15.00 - The Problem of Capturing the External World as Data - Teradata Database

Teradata Database Design

Teradata Database
User Guide

The Problem of Capturing the External World as Data

Fundamental to the problem of data quality is the fact that it is virtually impossible to capture the reality of the external world as data. At the same time, the Closed World Hypothesis (see “The Closed World Assumption” on page 630 and “The Closed World Assumption Revisited” on page 677) tells us that if an otherwise valid tuple does not appear in the body of a relation, then the proposition representing that tuple must be false. In other words, the assumption is made that facts not known to be true in a relational database are false.

The following diagram is from an early draft of a book by Kowalski (2011) on computational logic for people who are not computing professionals.

Think of the Agent as a business analyst or user, the Logical Representation of the World as the database, and The World as reality external to the database.

Still following Kowalski (2011), though with numerous modifications, the relationship between logic and the world can be represented from two points of view:

  • The world perspective.
  • The logical representation of the world.
  • From the world perspective, logical sentences represent selected world features.

    From the logical perspective, the world provides semantics for logical sentences. A world structure is a collection of individuals and the relationships among them, and only true sentences are useful to a business analyst or user, which is why only true sentences are stored in a database. Note how closely this corresponds to the Entity-Relationship model of Chen (1976).

    A world structure corresponds to a single, static state of the world. In the relational model, this corresponds to a relation value. See “Relations, Relation Values, and Relation Variables” on page 627.

    An atomic sentence is true in a world structure if, and only if, the relationship it expresses holds in the world structure, and otherwise it is false.

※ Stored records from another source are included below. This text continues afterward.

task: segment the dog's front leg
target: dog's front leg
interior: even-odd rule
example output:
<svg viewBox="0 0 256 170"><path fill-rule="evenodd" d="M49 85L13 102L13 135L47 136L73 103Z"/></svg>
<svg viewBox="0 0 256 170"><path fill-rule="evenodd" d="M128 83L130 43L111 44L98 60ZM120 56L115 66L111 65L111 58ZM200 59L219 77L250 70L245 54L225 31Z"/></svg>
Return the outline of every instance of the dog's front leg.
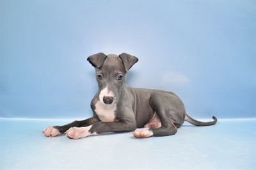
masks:
<svg viewBox="0 0 256 170"><path fill-rule="evenodd" d="M111 132L131 132L136 129L136 125L123 121L97 122L86 127L70 128L66 132L68 137L74 139L85 137L91 135L98 135Z"/></svg>
<svg viewBox="0 0 256 170"><path fill-rule="evenodd" d="M98 122L99 121L99 120L98 119L96 119L94 117L92 117L84 120L76 120L63 126L48 126L43 130L42 132L46 137L55 137L66 132L66 131L71 127L88 127L94 123Z"/></svg>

    The difference between such atomic sentences and the world structure they represent is that in a world structure the individuals and the relationships between them have a kind of external existence that is independent of language. Atomic sentences, on the other hand, are just symbolic expressions that stand for such external relationships.

    When studied closely, it becomes apparent that the philosophical nature of data itself is important enough to warrant serious investigation, particularly as applied to issues of database management. See Kent (2000) for a highly recommended book‑length study of this problem. Much of what Kent describes is the disconnect between the fuzzy logic and sets that underlie the real world and the classical set theory and logic that underlie the data in relational and other databases, although he never frames his arguments in those terms. While some research has been made into the concept of fuzzy databases (see Raju and Majumdar, 1988 and Buckles and Petry, 1995, for example), the majority of research in this area has involved the use of fuzzy queries of relational databases and the use of fuzzy logic in data mining. The current state of research makes the problem of a clean, easy‑to‑use application of fuzzy sets and fuzzy logic to database systems seem intractable, in no small part because fuzzy logic suffers from the same difficulties as other multivalued logics. See Klir, St. Clair, and Yuan (1997) for an introduction to fuzzy set theory and fuzzy logic that builds on classical set theory and logic.

    Also see Date and Darwen (1998, 2000) for a briefer and somewhat more formal study of the semantic limitations of data, which they couch in terms of the inability of data represented by an internal predicate to capture the full semantics of the external world, or external (to the database) predicate.

    This is not a problem of any particular vendor implementation, nor even of the relational model: it is inherent in data as data.